La Premier invece sembra destinata a consolidare la sua posizione in termini di competitività interna, ma questo potrebbe nel lungo periodo risultare penalizzante (come già si è verificato e come si sta verificando fino a questo momento nelle coppe 2017 con l’eccezione del Manchester United candidato al titolo) dal punto di vista dei risultati europei.

Il campionato inglese ha una ricchezza che deriva soprattutto dai diritti tv ma anche dall’ottimo mix dei ricavi sui quali pesano pure le sponsorizzazioni (ricavi commerciali che insieme ai premi per le coppe europee al momento sono quelli che fanno la vera differenza tra grandi club dal bacino d’utenza mondiale e piccoli club più localizzati) e gli stadi (biglietti, merchandising, ristorazione).

In Inghilterra, lo diciamo per completezza, il mecenatismo sembra sopravvivere solo come momento fondativo necessario per portare una squadra a competere ai massimi livelli. E’ stato così per il Chelsea dal 2004, anno dell’approdo del russo Roman Abramovich, e per il Manchester City portato in 4 anni (dal 2008 al 2012) al titolo dallo sceicco Mansour. Ma in entrambi i casi, oggi, è giusto dire che le due società possono prescindere dagli apporti di capitale straordinari dei proprietari.

Il percorso sembra quindi scritto. Non avere l’Europa per le squadre di Premier – al netto delle perdite economiche legate ai mancati introiti – sarà in futuro un vantaggio competitivo non indifferente. Vincere tutto, in condizioni di competitività interna così accentuata, è veramente difficile. 

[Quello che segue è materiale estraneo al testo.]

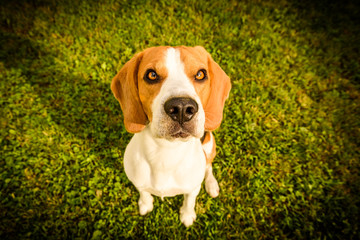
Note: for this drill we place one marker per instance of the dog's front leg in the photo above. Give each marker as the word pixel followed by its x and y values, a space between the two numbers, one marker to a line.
pixel 145 202
pixel 187 211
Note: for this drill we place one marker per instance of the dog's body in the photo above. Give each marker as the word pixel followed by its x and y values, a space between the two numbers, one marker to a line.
pixel 172 98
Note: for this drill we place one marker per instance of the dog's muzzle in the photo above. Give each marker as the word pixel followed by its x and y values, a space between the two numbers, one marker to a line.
pixel 181 109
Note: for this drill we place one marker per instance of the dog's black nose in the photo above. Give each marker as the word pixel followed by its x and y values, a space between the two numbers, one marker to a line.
pixel 181 109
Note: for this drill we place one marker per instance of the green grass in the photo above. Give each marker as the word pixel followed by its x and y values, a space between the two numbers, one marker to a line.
pixel 288 149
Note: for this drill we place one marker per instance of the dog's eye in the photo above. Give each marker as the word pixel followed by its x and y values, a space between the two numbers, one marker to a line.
pixel 151 76
pixel 201 75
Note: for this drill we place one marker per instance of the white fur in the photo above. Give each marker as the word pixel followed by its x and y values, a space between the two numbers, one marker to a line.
pixel 177 84
pixel 165 167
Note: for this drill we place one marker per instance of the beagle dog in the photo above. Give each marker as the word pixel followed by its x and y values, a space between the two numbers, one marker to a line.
pixel 171 98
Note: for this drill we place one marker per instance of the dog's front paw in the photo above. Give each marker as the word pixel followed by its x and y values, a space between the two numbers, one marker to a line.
pixel 187 217
pixel 212 186
pixel 145 204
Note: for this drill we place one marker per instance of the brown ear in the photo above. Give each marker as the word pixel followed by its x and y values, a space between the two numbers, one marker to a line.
pixel 124 87
pixel 220 87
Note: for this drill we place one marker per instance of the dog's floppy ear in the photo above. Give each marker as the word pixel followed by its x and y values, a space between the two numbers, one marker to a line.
pixel 124 87
pixel 220 86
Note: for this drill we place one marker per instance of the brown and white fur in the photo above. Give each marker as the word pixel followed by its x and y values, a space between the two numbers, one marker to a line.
pixel 172 98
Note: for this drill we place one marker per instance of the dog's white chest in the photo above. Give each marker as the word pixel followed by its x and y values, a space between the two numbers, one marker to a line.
pixel 164 168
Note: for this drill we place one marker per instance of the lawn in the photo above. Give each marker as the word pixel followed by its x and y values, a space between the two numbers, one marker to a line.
pixel 288 148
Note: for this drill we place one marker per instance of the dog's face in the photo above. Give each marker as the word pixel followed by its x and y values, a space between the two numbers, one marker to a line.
pixel 180 92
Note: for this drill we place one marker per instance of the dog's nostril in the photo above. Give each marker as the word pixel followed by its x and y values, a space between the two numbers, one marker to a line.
pixel 181 109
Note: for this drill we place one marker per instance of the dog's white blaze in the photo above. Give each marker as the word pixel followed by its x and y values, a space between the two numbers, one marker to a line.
pixel 177 84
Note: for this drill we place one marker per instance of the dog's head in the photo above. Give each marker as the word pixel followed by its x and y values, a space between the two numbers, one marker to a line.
pixel 179 91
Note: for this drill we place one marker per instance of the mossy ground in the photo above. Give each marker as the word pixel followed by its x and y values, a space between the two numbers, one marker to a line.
pixel 288 149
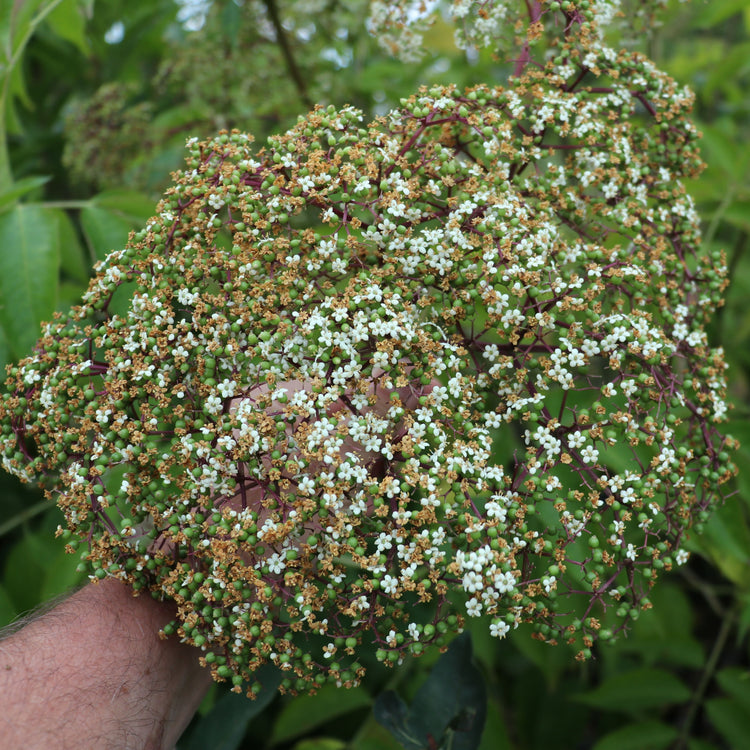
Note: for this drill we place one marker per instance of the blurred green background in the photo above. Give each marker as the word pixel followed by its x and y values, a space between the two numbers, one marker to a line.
pixel 96 101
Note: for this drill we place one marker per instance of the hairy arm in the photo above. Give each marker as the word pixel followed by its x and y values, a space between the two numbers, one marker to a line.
pixel 93 673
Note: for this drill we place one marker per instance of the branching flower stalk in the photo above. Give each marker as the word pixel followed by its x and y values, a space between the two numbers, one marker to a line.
pixel 290 404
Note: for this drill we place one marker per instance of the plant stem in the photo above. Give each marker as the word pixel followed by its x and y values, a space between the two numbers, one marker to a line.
pixel 24 516
pixel 706 676
pixel 286 50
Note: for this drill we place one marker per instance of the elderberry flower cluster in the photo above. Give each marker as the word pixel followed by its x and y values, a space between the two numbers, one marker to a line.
pixel 502 25
pixel 352 388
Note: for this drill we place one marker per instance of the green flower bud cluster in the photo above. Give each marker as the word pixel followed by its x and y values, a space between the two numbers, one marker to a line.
pixel 348 390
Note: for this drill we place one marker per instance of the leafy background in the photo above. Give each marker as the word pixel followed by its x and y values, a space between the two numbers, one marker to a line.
pixel 96 100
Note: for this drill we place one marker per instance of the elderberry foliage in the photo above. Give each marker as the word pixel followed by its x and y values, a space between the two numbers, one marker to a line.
pixel 351 388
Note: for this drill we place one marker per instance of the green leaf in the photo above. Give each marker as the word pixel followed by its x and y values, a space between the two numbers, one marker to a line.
pixel 29 267
pixel 645 735
pixel 394 715
pixel 20 188
pixel 495 735
pixel 320 743
pixel 73 261
pixel 636 691
pixel 736 682
pixel 448 710
pixel 5 357
pixel 68 22
pixel 8 611
pixel 310 711
pixel 110 217
pixel 731 719
pixel 224 726
pixel 26 567
pixel 726 541
pixel 713 13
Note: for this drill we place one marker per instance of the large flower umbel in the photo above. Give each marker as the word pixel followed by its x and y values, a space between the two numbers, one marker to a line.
pixel 370 380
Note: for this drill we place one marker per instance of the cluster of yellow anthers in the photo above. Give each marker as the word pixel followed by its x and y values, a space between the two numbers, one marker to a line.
pixel 348 390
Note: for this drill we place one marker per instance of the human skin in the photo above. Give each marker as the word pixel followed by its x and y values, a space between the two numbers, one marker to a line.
pixel 93 673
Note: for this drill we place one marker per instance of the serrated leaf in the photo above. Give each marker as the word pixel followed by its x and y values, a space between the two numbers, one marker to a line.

Non pare casuale che in questa stagione 2016-2017 mentre in Europa l’Arsenal, il Manchester City e il Tottenham hanno salutato anzitempo la competizione, queste stesse squadre in campionato hanno arrancato proprio negli scontri più duri, visto che a fare più punti negli scontri diretti tra le prime 6 sono state fin qui Chelsea (13 in 8 gare su 10 da disputare) e Liverpool (18 su 10 da disputare).

milan cordata galliani
Adriano Galliani (foto Insidefoto.com)

Quale futuro, invece, per la nostra Serie A?

Alla luce delle considerazioni qui sopra per tornare a competere ai massimi livelli europei le nostre squadre dovranno innanzitutto dotarsi di un modello di business sostenibile nel lungo periodo. Cosa che al momento solo la Juventus sembra avere. Grande interesse viene riposto naturalmente nelle nuove proprietà di Milan e Inter che – un po’ tutti i tifosi ne sono convinti – dovranno operare come fatto nei primi anni del nuovo corso da Chelsea e Manchester City (con il vantaggio, nel caso delle milanesi, di poter partire da brand già molto forti sul piano internazionale).

Ma nel lungo periodo l’impressione è che se l’Italia ha a cuore il proprio destino in termini di competitività anche europea il modello migliore sia quello spagnolo rispetto a quello inglese, ovvero un pool di campioni nazionali (il campo e i bilanci diranno quali) seguiti da un novero di outsider in grado di diventare i Siviglia d’Italia, riportando anche nella seconda competizione europea qualche risultato di cui gioire.